After preview upon preview of CGI movies to come (I'm looking at you Tin Tin), it was a big adjustment to Hugo. Here was a large movie, an epic of imagination, that had a cast of humans! And big time humans like Ben Kingsley, Jude Law and Christoper Lee. It took a while for me to get used to it, like those 10-15 minutes of Shakespeare that one has to pass through to reorient their ears and get the hang of the language. That sense of semi-reality only added to the storybook experience.



Sacha Baron Cohen as the Station Inspector. Is there anybody funnier? He brings a sly and somewhat perverse characterization to the movie which gives it great depth. All the characters have something happening; there's not a useless member of the cast.



Seeing Georges Melies' films, even in clip form, on a giant screen is pure heaven. The hand tinted frames bleed gloriously and still, over a century later, you wonder "How did he do that?" My lord, it's wonderful. Scorsese manages to infuse screen history into a child's tale and, in doing so, makes the best film about the spell that movies weave. (No disrespect meant for Sullivan's Travels). In great part, Hugo is about film preservation and restoration, a cause dear to the director's heart. He makes a tragedy out of something long forgotten, and that isn't easy. The scenes of Melies' studio and the filming of the filming of the films is spectacular.



It's been said that Hugo makes the most of 3D. It does. The special effects are totally organic. There's no flash, no in-your-face moment. There's a point being made here, and that point is subtly and quite cleverly played out not once, but twice. Train Entering the Railroad Station, one of the first silents, is simply that: a train entering the depot.

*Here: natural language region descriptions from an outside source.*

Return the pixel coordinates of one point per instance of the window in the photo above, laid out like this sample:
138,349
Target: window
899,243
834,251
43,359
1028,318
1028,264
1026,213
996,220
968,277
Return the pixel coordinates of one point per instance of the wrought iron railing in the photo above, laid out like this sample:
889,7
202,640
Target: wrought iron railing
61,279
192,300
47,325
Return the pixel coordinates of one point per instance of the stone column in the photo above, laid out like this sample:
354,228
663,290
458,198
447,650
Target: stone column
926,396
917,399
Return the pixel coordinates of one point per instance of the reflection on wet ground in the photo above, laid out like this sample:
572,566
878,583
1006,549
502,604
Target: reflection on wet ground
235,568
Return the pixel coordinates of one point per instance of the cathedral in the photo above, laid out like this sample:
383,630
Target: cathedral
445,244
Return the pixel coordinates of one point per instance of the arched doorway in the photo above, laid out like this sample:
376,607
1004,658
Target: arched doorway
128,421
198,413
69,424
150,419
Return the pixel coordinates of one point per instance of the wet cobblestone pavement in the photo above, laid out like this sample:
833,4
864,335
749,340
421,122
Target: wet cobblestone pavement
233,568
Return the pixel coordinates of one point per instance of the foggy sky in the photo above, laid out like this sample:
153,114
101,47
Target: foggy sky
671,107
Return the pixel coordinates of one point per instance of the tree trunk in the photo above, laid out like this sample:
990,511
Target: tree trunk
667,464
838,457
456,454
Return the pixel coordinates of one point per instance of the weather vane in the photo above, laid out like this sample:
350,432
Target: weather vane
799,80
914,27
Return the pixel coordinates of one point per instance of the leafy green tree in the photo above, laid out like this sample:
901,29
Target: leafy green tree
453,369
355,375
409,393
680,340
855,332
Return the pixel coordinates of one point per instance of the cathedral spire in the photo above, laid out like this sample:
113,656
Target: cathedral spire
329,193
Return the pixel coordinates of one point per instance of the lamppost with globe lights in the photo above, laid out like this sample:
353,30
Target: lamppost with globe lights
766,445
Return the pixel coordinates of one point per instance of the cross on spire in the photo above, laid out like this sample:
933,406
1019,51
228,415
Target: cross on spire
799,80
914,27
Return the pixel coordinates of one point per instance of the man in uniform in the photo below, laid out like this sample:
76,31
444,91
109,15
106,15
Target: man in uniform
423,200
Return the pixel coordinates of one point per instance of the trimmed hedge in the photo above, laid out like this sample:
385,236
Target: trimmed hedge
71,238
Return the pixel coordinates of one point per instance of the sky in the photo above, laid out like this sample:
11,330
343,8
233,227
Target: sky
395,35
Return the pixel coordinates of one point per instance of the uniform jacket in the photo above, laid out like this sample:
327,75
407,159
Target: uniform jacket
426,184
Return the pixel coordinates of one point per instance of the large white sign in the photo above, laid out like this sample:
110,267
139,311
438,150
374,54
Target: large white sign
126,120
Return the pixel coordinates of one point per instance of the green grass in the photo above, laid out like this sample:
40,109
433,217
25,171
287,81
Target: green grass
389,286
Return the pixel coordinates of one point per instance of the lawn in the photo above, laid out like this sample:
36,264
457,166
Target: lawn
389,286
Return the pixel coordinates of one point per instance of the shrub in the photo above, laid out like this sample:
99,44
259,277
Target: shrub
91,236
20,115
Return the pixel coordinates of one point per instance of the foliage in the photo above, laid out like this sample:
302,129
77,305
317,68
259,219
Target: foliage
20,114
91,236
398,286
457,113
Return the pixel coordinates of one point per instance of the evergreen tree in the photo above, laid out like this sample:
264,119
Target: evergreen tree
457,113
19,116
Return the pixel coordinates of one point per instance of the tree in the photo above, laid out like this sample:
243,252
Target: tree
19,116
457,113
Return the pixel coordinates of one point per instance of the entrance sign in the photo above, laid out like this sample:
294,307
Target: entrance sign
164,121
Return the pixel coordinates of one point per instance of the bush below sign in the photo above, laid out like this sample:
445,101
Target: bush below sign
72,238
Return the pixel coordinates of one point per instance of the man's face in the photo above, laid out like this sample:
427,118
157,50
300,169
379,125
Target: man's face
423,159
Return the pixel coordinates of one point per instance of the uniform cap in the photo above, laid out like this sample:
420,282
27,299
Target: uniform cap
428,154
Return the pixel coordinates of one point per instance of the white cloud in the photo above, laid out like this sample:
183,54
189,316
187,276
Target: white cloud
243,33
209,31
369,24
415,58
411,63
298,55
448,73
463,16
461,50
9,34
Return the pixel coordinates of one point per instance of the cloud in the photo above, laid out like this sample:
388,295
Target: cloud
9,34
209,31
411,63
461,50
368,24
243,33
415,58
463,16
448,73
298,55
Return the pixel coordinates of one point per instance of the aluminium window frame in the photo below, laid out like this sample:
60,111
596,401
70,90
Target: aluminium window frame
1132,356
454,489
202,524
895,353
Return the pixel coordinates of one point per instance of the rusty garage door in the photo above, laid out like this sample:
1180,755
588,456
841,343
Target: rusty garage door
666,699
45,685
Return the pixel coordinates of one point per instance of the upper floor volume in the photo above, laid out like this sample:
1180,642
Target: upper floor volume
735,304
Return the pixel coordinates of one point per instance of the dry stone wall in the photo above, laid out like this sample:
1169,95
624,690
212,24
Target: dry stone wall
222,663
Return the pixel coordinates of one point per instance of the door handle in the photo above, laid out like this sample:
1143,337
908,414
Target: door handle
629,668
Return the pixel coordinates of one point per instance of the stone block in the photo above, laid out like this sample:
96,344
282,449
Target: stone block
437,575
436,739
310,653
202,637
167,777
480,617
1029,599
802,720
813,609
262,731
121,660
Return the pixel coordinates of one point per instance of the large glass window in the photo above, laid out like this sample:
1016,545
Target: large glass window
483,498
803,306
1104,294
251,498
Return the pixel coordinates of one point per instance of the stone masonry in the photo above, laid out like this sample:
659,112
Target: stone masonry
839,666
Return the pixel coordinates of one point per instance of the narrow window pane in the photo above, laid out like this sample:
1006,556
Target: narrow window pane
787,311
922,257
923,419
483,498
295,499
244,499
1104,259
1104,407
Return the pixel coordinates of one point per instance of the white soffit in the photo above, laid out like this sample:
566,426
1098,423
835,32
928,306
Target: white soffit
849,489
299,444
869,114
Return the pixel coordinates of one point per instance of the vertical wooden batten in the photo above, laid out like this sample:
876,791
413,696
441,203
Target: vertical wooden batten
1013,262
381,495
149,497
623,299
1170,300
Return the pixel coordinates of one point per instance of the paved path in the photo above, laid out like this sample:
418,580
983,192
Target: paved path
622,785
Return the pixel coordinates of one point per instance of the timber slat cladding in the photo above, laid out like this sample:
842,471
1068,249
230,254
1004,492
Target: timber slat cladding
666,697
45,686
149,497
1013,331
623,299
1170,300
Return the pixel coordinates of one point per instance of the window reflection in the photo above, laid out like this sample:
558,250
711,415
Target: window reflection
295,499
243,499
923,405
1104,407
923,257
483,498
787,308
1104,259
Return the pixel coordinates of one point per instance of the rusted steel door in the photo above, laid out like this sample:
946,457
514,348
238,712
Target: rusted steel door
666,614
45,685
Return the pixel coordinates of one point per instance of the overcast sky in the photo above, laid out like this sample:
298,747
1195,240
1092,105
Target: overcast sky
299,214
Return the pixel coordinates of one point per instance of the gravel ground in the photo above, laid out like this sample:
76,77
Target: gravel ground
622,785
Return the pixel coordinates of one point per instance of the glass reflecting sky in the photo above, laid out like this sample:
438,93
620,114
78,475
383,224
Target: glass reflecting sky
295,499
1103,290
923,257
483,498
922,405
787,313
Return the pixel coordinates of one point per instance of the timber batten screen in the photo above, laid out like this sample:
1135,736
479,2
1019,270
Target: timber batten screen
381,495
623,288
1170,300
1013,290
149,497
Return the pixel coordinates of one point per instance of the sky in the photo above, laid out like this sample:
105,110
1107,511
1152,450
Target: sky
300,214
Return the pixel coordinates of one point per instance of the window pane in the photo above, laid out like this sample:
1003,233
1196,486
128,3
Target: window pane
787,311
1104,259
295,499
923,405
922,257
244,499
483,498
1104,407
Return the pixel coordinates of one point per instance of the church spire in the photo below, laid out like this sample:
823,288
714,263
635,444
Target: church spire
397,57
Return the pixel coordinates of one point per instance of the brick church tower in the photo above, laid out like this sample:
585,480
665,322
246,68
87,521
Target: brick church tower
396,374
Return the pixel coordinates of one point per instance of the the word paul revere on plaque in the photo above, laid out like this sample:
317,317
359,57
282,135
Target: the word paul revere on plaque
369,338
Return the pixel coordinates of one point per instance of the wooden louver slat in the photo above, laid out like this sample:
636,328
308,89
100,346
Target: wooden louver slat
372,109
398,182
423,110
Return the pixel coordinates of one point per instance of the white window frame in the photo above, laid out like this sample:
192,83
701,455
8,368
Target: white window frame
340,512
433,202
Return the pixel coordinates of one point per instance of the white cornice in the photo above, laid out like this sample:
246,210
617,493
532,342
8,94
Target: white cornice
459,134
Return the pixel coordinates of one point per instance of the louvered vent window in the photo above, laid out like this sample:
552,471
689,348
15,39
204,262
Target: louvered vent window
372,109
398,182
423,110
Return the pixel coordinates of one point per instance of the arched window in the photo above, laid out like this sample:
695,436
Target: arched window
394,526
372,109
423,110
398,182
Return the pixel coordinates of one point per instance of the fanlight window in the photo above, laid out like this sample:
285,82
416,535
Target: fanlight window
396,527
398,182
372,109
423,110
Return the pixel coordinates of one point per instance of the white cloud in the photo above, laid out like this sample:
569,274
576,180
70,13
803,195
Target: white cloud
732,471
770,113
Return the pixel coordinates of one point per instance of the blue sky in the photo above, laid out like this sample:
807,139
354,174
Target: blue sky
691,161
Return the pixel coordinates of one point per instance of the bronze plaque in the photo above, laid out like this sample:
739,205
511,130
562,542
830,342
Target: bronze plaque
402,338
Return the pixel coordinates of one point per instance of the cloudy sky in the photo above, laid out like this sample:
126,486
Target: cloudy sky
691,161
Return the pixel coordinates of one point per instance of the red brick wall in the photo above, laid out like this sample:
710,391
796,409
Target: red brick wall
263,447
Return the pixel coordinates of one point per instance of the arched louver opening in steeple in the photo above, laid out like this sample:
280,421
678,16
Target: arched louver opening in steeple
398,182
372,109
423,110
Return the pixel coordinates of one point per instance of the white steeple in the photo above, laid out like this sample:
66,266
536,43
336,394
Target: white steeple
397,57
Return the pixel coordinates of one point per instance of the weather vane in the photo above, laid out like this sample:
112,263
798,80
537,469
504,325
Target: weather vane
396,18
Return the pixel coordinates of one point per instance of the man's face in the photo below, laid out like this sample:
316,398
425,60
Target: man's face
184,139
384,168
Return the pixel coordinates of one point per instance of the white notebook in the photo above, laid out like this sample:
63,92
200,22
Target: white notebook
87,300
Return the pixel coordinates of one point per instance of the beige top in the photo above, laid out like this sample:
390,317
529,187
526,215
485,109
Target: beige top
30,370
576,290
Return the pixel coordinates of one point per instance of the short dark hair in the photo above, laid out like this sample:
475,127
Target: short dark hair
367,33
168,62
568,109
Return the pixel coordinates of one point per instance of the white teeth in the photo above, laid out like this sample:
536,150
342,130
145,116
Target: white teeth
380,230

Much has been made of how the audience of 1898 recoiled in horror as the steaming locomotive approached, fearful that it may leap from screen to lap. Scorsese shows that two times.



Think about that. An audience of sentient adults, all clearly in three-dimensions and in color, could not separate themselves from a flat screen presentation of a black and white train. They were truly frightened that the one world would infiltrate the other. It worked, and set the table for the cheap 3D jolts to come: the thrown spear, the reaching hand, any old protuberance that would make the audience jump.



Scorsese's 3D does none of that and yet results in more genuine emotional reaction than any stunt. It does what it's supposed to, presenting depth with reality, not as a hoax. In that way, Hugo feels real and swallows you up in its world. It was a shame to leave it.